L’express Bénodet – Martinique

Ca va vite, très vite même dans la Transat Bénodet – Martinique. Partis depuis trois jours du port breton, les solitaires avalent les milles – 240 en 24 heures pour les premiers – et affichent des moyennes très élevées à bord de leurs monotypes. Après un épisode musclé au large du cap Finisterre, les dix-sept marins pansent leurs plaies et renouent avec le plaisir de la glisse. Dans des conditions de vent de retour à la modération et l’anticipation d’une phase de transition sensible, sonne l’heure des premiers placements pour une flotte toujours emmenée par le tenant du titre, Gildas Morvan (Cercle Vert).

 

Passées les inquiétudes ressenties dans la journée d’hier, les voix du large allaient aujourd’hui dans le sens d’un retour à la normale et d’une évaluation plus ou moins optimiste des dégâts occasionnés par le bras de fer avec les éléments.
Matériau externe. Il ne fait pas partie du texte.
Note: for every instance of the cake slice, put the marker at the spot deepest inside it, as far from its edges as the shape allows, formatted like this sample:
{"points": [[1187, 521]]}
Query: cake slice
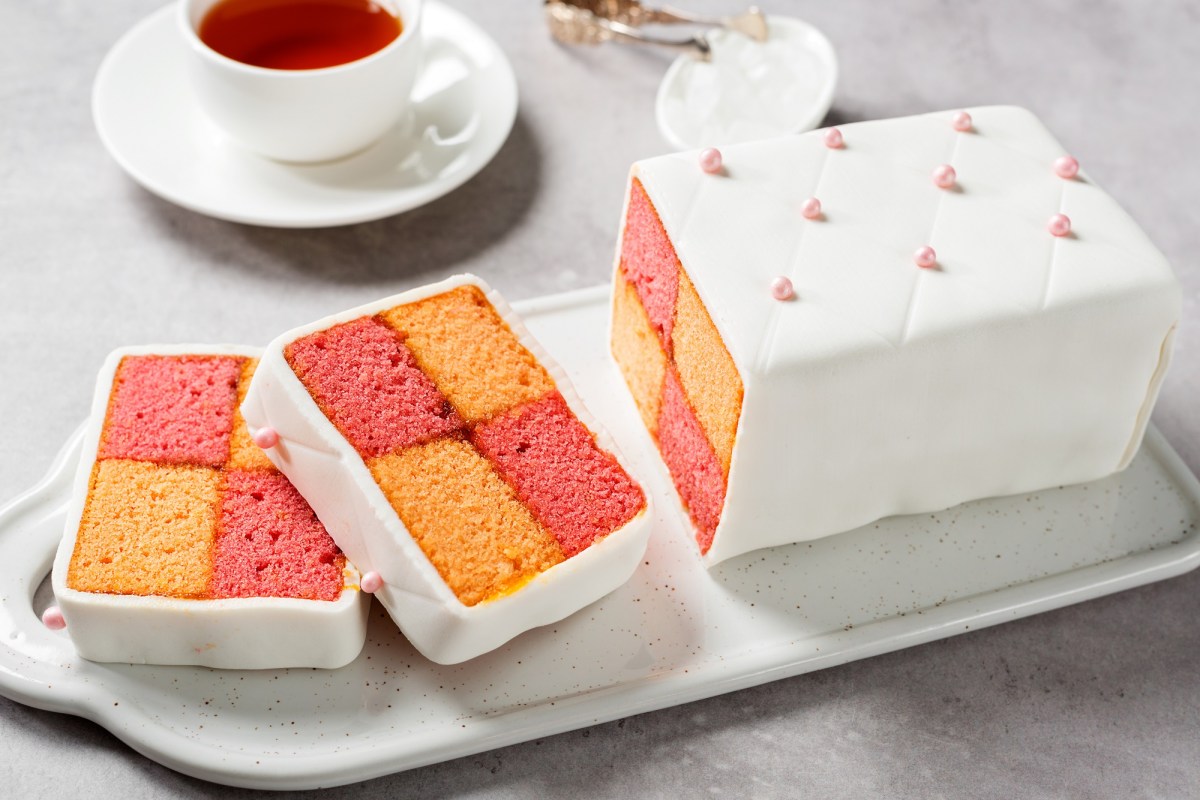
{"points": [[453, 459], [893, 317], [184, 545]]}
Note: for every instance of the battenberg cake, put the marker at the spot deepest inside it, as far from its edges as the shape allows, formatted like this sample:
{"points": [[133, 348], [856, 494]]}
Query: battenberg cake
{"points": [[184, 545], [453, 462], [886, 318]]}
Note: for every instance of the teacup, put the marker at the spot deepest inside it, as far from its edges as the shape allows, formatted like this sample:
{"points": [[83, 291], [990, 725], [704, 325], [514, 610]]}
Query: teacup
{"points": [[305, 115]]}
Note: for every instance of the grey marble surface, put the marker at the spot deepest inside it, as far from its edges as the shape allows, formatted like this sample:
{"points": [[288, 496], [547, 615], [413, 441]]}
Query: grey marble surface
{"points": [[1098, 699]]}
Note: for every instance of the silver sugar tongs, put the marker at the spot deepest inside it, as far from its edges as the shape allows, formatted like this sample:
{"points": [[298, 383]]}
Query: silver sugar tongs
{"points": [[592, 22]]}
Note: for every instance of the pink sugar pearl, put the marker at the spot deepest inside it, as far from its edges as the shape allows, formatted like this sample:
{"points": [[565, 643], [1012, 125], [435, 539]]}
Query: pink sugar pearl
{"points": [[1066, 167], [945, 176], [267, 438], [925, 257], [711, 161], [371, 582], [1059, 224], [53, 619]]}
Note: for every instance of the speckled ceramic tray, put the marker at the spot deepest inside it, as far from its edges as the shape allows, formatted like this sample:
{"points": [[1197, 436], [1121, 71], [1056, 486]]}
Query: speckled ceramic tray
{"points": [[673, 633]]}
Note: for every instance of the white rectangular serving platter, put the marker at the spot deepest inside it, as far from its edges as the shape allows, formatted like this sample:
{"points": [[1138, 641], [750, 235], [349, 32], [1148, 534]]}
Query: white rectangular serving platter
{"points": [[673, 633]]}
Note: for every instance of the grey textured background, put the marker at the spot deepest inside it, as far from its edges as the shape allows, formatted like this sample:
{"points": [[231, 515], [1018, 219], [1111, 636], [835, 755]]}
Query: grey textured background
{"points": [[1099, 699]]}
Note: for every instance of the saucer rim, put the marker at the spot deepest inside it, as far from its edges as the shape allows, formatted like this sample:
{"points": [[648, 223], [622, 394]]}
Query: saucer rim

Le coup de vent est dans le sillage des solitaires, laissant des traces plus ou moins prononcées. En la matière, il y a les taiseux, les « anciens » de la série, qui savent que la moindre information lâchée sur les ondes est une arme donnée à un adversaire qui saura s’en servir au moment voulu. Alors, quelle que soit l’étendue d’éventuels problèmes, on ne dit mot, privilégiant le plaisir d’une glisse retrouvée. Puis il y a les nouveaux venus, ces petits jeunes qui ont très souvent expérimenté sur cet épisode ibérique le premier tête à tête avec la frayeur, la peur, en solitaire. C’est par exemple le cas d’un Anthony Marchand (Bretagne – Crédit Mutuel Espoir) dont le bateau a enfourné jusqu’au mât avant de se retrouver couché après un malheureux enchaînement, de Fabien Delahaye (Port de Caen Ouistreham) victime de la perte de son petit spi et de chocs à répétition avec des billes de bois, ou encore de Frédéric Rivet (Vendée 1) qui confiait ce midi à la vacation avoir multiplié les figures de style. Visiblement sonnés, ces bizuths éprouvaient tous le besoin de revenir sur « leur » passage du cap Finisterre, pour raconter, partager et évacuer dans leur sillage une première confrontation virile avec le large. Mais loin de s’appesantir sur ce passé chahuté, tous savaient que l’heure était à l’attaque, à la maîtrise éventuelle d’une hémorragie de milles sur les premiers et surtout à la culture intensive d’un moral d’acier.

Gérer la transition

« L’avenir stratégique est vaste! », cette expression toute droit sortie de la bouche de Jeanne Grégoire (Banque Populaire) à l’occasion de la vacation de la mi-journée, résumait à elle seule la situation actuelle et à venir. Ainsi, sur l’échiquier, chacun a-t-il choisi une tendance plus ou moins marquée pour affronter le prochain obstacle. En cause, une zone de transition générée par la succession d’une dorsale, synonyme de petit temps pour la journée de demain, et d’une dépression à suivre qui se creuse au Sud des Açores. Pour résoudre cette équation et de se sortir au mieux de cette situation, les solitaires ont choisi trois tendances. Au plus proche de la route directe, le leader, Gildas Morvan et son dauphin, Thomas Rouxel (Bretagne – Crédit Mutuel Performance), ont choisi l’Ouest. Avec une centaine de milles d’écart en latéral, Eric Drouglazet (Luisina), Frédéric Rivet ou encore Yannig Livory (One Network Energies) ont choisi le plongeon et une voie sudiste. Rassemblant une large majorité de solitaires, l’inspiration centriste est emmenée par le duo Nicolas Lunven (Generali)/Erwan Tabarly (Nacarat). Première dissidence au sein de la flotte, ces choix marqués pour assumer la transition et contourner la dépression par le Nord pour une majorité, par le Sud pour un plus petit nombre, ne livreront bien évidemment pas leur verdict avant 48 heures. En attendant, il faudra aux marins composer avec du petit temps – un flux de secteur Nord Est faiblissant – et rester convaincus du bien fondé de leurs engagement ; moins de vent sur le chemin le plus court, ou une route plus longue mais plus rapide… Un peu de piment pour épicer une Transat Bénodet – Martinique déjà pourtant bien relevée !

Ils ont dit…

Gildas Morvan (Cercle Vert)

« C’est tout simplement du bonheur. Depuis une heure, le soleil est revenu et la mer s’est calmée, c’est donc vraiment super agréable. Depuis le départ, c’est un peu secoué. Il y avait de la mer dans le Golfe de Gascogne. Il y a eu 40 nœuds et 3 à 4 mètres de houle au Cap Finisterre et depuis ce matin, la mer s’est aplatie. Tout va bien.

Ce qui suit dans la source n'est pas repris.